The promissory note is the borrower's personal promise to repay a mortgage loan. It's often confused with the mortgage or deed of trust — but they serve different purposes and create different obligations.

Note vs. Mortgage: The Key Distinction

In real estate finance, two documents are always present in a mortgage transaction: the promissory note and the security instrument (mortgage or deed of trust). These are distinct documents with different purposes.

The promissory note is a personal promise by the borrower to repay the debt. It's not recorded in the public records. It specifies the loan amount, interest rate, payment schedule, and the consequences of default.

The mortgage (or deed of trust) is the security instrument that pledges the real property as collateral for the note. It IS recorded in the public records and creates the lender's lien on the property.

Key Terms

Promissory Note

A written promise to pay a specified sum of money at a specified time. The borrower's personal obligation to repay the loan. Not recorded.

Mortgage

The security instrument in a two-party mortgage state (lender and borrower).

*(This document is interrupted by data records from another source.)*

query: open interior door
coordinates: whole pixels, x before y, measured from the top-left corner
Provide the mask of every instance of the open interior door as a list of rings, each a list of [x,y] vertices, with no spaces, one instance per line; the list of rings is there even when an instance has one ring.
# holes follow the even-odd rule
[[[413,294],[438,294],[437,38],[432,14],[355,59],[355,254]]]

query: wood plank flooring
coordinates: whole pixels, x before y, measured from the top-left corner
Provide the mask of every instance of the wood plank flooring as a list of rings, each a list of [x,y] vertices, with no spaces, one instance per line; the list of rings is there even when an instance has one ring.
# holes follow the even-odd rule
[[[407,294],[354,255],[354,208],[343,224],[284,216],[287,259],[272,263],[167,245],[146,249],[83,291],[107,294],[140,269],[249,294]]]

The borrower pledges property as collateral while retaining title. Recorded.

Deed of Trust

The security instrument in a three-party trust state (borrower, trustee, lender/beneficiary). The borrower transfers bare legal title to a trustee as security. Used in California, Texas, Virginia, and many other states.

Maker

The person who signs and is obligated under a promissory note. The borrower.

Payee

The party to whom the promissory note is payable. The lender.

Endorsement

The signing of the back of a promissory note to transfer it to a new payee. When lenders sell loans on the secondary market, the note is endorsed to the new owner.

Promissory Note FAQ

What happens to the promissory note when a mortgage is paid off?

The lender marks the note 'paid in full' and returns it to the borrower. The mortgage is then satisfied (cancelled) and a satisfaction of mortgage is recorded in the public records.

Can a lender sue on the note without foreclosing?

In some states, yes. A lender can pursue a personal judgment against the borrower on the note as well as foreclose on the property. Other states have anti-deficiency laws that limit this ability after foreclosure.

What is an acceleration clause?

An acceleration clause in the promissory note allows the lender to demand the entire loan balance immediately upon default. This triggers the foreclosure process.

What is an alienation (due-on-sale) clause?

An alienation clause (also called a due-on-sale clause) in the note or mortgage requires the full loan to be paid when the property is sold. It prevents assumption of the loan without lender consent.